Alessandro Zucchi has succeeded Raffaella Carabelli following the members’ assembly of ACIMIT, which was held on June 27.
Born in the province of Bergamo in 1958, Zucchi is married and a father of two children. He has garnered multi-year experiences in the textile machinery sector, and is currently Managing Director and a partner at FERRARO, a manufacturer specialising in finishing machinery. In addition, he is a shareholder in another company in the sector, BUROCCO VALVOLE, of which he is Executive Vice President. Zucchi has long been active in the life of the association, lending his support to outgoing president Carabelli over the past two years, as Vice President. Since 2015, he has been involved with ACIMIT’s delegation at Cematex, the Committee of European Textile Machinery Associations.

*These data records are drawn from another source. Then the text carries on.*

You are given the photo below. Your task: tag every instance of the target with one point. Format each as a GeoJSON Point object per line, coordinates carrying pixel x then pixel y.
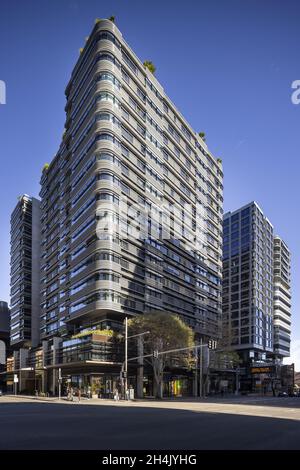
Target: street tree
{"type": "Point", "coordinates": [166, 332]}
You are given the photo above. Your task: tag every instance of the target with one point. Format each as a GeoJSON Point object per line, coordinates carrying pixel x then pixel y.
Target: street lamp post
{"type": "Point", "coordinates": [125, 364]}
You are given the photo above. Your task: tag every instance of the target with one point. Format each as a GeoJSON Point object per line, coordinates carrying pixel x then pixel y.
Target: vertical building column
{"type": "Point", "coordinates": [23, 356]}
{"type": "Point", "coordinates": [56, 345]}
{"type": "Point", "coordinates": [140, 369]}
{"type": "Point", "coordinates": [44, 373]}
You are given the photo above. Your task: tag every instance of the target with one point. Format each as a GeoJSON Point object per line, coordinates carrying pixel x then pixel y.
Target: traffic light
{"type": "Point", "coordinates": [212, 344]}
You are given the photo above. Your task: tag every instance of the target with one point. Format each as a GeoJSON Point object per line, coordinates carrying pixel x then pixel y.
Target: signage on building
{"type": "Point", "coordinates": [262, 370]}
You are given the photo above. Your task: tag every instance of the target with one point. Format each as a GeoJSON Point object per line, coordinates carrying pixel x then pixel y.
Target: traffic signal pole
{"type": "Point", "coordinates": [201, 369]}
{"type": "Point", "coordinates": [126, 355]}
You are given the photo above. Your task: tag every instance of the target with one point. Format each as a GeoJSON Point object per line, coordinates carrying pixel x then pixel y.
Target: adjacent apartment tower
{"type": "Point", "coordinates": [282, 299]}
{"type": "Point", "coordinates": [248, 282]}
{"type": "Point", "coordinates": [131, 209]}
{"type": "Point", "coordinates": [25, 273]}
{"type": "Point", "coordinates": [256, 287]}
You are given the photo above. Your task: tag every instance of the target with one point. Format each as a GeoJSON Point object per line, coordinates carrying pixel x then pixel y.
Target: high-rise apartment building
{"type": "Point", "coordinates": [131, 207]}
{"type": "Point", "coordinates": [4, 341]}
{"type": "Point", "coordinates": [282, 299]}
{"type": "Point", "coordinates": [25, 273]}
{"type": "Point", "coordinates": [248, 282]}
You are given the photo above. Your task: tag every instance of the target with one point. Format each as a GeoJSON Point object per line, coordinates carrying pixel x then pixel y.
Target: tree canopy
{"type": "Point", "coordinates": [166, 332]}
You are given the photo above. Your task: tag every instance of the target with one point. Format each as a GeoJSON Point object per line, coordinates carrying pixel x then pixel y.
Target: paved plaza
{"type": "Point", "coordinates": [237, 423]}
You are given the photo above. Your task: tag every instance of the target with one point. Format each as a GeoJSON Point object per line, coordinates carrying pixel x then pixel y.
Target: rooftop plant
{"type": "Point", "coordinates": [202, 135]}
{"type": "Point", "coordinates": [150, 66]}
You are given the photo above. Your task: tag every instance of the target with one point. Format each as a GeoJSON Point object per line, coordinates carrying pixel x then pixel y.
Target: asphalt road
{"type": "Point", "coordinates": [272, 424]}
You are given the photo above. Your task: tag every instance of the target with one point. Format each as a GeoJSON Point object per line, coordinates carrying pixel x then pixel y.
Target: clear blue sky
{"type": "Point", "coordinates": [227, 65]}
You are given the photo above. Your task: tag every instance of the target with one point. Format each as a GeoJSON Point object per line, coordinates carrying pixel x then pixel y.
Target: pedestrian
{"type": "Point", "coordinates": [116, 394]}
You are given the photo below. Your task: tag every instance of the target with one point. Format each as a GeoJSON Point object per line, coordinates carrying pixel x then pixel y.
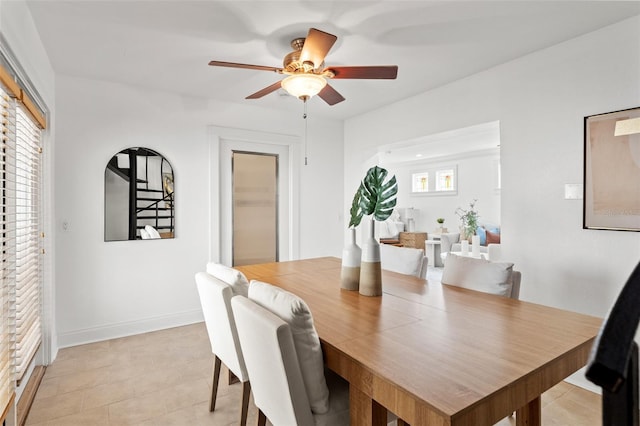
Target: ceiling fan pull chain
{"type": "Point", "coordinates": [304, 117]}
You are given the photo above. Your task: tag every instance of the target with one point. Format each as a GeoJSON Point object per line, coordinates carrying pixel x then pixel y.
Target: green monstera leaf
{"type": "Point", "coordinates": [377, 197]}
{"type": "Point", "coordinates": [356, 212]}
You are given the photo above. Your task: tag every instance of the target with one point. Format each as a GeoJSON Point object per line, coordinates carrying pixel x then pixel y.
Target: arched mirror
{"type": "Point", "coordinates": [138, 196]}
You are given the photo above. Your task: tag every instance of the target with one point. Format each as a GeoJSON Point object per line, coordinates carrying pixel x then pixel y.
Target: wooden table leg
{"type": "Point", "coordinates": [364, 410]}
{"type": "Point", "coordinates": [530, 414]}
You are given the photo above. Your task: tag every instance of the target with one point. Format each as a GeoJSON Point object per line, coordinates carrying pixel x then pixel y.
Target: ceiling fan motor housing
{"type": "Point", "coordinates": [292, 63]}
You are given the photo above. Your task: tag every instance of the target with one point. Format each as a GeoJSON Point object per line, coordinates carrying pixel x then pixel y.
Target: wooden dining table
{"type": "Point", "coordinates": [435, 354]}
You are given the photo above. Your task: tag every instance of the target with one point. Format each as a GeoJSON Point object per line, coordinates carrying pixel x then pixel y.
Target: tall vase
{"type": "Point", "coordinates": [370, 269]}
{"type": "Point", "coordinates": [351, 256]}
{"type": "Point", "coordinates": [475, 245]}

Following Zucchi’s election, the assembly expressed its warm gratitude to the outgoing president, Carabelli, who for four years guided the Association with enthusiasm and professional expertise.
Along with the new president, the assembly also elected new Vice Presidents, Messrs. Federico Businaro (Isotex, Santex Rimar Group), Cristian Locatelli (Marzoli, Camozzi Group), Andrea Piattelli (Unitech) and Michele Riva (Reggiani Macchine).
Italian textile machinery: Trend for 2016
The figures relative to 2016 was presented at the annual Assembly of Italian textile machinery manufacturers, highlighting further growth, as already observed the previous year. Carabelli said: “We now need to seize the challenge of Industry 4.0, in order to be even more competitive on global markets.”
There’s innovation in the future of the Italian textile machinery, thanks in part to the stimulus provided by Industry 4.0, as stated at the Assembly held by the industry association ACIMIT by Carabelli, presenting the figures for the sector. In 2016, Italy’s production of textile machinery rose 5 per cent compared to 2015, thereby reaching a value of 2.7 billion euros. During the same period, exports grew by 4 per cent, amounting to 2.3 billion euros. This reinforces the positive trend already observed in 2015, and is the result of a substantial confirmation of the state of foreign markets, as well as growth for Italy’s domestic market (indeed, domestic sales of Italian manufacturers increased 14 per cent). The various incentives implemented by the Government’s policy no doubt have played an essential role in kick starting domestic demand.
“The measures linked to Industry 4.0 are the main tools that will allow our industrial sector take a step forward,” affirmed Carabelli. “Italian manufacturers must take advantage of the evolution in digital technology to further boost production efficiency and competitiveness globally.”
For the textile sector, and machinery manufacturers especially, Industry 4.0 represents a challenge aimed at stimulating dialogue between businesses operating within the sector. But is the textile machinery sector ready to take on these challenges? To outline the latest state of the art trends and track possible future scenarios, ACIMIT quoted a study of its own associated members, conducted by Rina Consulting SpA and presented at the General Assembly. The study points out the high level of awareness by Italian manufacturers regarding the latest technologies and their adoption (particularly cloud and cyber security technologies), with positive outcomes on productivity.